Sunday Readings

The power of Christ's liberation. 23rd Sunday in Ordinary Time (C)

Andrea Mardegan comments on the readings for the 23rd Sunday in Ordinary Time and Luis Herrera offers a short video homily. 

Andrea Mardegan-August 31, 2022-Reading time: 2 minutes

Photo: King Solomon, by Alonso Hipólito

Solomon asks God for the gift of wisdom to be a just king and to judge according to God's will. He asks: "What man can know the will of God? Who can guess what the Lord wills?".

Revelation contains many elements to know what the Lord wants, and the Church offers many reflections and examples to follow, but there are times when this is not enough. Let us therefore ask God for wisdom, the gift of the Spirit to discern what to do or what path to take, what decision to make.

The letter to Philemon is surprising: a note of recommendation to a friend is recognized as the inspired word of God and sent to the whole Church forever.

Onesimus, Philemon's slave, who stayed with Paul to help him in his imprisonment, was brought to faith by him: he calls him "my son". The decision to send him back to Philemon, asking him to treat him no longer as a slave but as a brother in the Lord, is made by Paul in the wisdom and spirit of God.

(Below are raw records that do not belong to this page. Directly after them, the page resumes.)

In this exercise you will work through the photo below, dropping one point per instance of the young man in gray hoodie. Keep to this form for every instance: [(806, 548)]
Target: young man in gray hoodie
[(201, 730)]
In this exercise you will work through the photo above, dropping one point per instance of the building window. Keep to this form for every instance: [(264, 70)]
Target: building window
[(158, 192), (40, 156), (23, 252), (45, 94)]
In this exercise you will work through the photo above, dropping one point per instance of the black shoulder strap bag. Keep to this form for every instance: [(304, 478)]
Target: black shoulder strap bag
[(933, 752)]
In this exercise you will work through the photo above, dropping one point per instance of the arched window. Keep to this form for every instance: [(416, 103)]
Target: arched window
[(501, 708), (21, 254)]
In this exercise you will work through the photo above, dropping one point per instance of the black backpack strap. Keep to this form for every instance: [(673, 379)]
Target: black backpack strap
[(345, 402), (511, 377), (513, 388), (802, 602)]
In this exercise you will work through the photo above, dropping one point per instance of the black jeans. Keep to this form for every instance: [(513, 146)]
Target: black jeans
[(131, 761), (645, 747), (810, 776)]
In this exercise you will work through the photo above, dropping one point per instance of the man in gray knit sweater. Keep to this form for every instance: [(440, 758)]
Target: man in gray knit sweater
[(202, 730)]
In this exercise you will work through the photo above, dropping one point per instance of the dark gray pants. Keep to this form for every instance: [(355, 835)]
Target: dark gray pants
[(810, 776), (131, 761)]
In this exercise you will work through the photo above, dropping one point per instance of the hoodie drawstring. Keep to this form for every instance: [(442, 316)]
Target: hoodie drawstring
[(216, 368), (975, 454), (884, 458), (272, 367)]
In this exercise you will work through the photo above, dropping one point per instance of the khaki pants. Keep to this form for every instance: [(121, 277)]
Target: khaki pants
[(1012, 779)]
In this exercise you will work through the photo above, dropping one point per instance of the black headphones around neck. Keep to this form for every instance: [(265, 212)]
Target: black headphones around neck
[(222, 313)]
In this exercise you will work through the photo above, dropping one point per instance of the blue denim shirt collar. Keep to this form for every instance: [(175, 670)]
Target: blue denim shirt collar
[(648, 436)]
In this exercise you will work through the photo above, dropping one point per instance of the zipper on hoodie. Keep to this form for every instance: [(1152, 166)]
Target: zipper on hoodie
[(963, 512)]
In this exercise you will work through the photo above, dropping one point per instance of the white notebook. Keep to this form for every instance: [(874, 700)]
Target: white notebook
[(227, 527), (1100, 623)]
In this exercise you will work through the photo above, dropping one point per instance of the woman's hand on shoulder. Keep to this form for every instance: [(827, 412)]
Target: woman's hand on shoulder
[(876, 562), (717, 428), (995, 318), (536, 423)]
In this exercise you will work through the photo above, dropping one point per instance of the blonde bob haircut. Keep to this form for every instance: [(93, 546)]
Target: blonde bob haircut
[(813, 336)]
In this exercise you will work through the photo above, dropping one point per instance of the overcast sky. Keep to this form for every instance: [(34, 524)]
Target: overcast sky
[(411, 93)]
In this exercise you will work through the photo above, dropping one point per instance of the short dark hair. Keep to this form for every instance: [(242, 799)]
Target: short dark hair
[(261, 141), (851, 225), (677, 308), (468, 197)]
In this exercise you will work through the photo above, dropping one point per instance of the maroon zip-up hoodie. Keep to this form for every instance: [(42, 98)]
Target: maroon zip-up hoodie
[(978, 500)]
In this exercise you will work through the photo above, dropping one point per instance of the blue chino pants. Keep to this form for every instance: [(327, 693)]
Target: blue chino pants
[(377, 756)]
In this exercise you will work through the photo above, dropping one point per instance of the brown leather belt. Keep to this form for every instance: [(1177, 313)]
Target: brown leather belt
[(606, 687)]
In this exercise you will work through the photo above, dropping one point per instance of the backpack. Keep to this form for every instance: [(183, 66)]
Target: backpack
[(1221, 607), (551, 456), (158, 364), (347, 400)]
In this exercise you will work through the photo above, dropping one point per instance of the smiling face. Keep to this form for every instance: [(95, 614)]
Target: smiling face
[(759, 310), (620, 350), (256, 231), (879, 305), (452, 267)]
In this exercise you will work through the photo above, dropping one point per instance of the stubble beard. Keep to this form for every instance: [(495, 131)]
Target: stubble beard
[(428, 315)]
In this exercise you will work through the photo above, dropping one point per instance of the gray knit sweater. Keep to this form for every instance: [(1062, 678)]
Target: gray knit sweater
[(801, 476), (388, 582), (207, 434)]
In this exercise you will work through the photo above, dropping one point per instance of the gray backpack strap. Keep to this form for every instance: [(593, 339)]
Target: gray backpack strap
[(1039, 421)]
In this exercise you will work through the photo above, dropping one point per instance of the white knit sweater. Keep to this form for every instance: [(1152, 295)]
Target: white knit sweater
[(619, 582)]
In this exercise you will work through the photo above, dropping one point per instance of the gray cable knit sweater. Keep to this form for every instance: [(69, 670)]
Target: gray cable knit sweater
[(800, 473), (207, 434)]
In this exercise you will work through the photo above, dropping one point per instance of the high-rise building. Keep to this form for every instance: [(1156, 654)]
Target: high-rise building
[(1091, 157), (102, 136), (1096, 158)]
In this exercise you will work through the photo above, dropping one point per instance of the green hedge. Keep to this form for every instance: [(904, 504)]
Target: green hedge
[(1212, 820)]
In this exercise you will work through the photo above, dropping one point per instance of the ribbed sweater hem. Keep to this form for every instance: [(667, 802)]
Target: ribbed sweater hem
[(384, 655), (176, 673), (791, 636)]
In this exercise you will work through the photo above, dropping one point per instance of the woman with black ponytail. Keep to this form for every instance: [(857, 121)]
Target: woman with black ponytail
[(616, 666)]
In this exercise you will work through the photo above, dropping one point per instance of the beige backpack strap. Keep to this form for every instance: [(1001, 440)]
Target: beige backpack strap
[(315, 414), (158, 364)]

He could keep him with him to avoid uncertainty, but he returns him to his master, taking the risk that Philemon will not understand his exhortation and will continue to consider him a slave.

"I would have liked to have had him with me to assist me in your place, now that I am chained by the gospel. But I did not want to do anything without your advice, so that the good you do may not be forced, but voluntary.". The message about overcoming slavery with the power of Christ's deliverance is very strong, and helps to understand the importance of this letter.

Suggests to Philemon that the newness of his relationship with Onesimus means for him to have much more than this relationship "both as a man, and as a brother in the Lord.". It is a growth in the awareness of human dignity, which the revelation of Christ leads us to discover.

Jesus, seeing that many people follow him, fascinated by his teaching, perhaps seeking in his company a solution to life's problems, a path to success, points out two decisive aspects that allow us to verify whether their dispositions are suitable to be his disciples, as are the twelve he has chosen.

The first is the relationship with those who have given us life and with whom we have shared it: father, mother, brothers and sisters, and with our own life. Then, the sphere of possessions: they must be willing to give up everything. Those first ones had been asked for a real detachment, which made them available to go anywhere without a saddlebag and with no place to lay their heads.

For all Christians who live their faith in ordinary life, this order of values is interior, and helps, when love of Jesus contrasts with love of family and possessions, to always choose the former.

Homily on the readings of Sunday 23rd Sunday

The priest Luis Herrera Campo offers its nanomiliaa small one-minute reflection for these readings.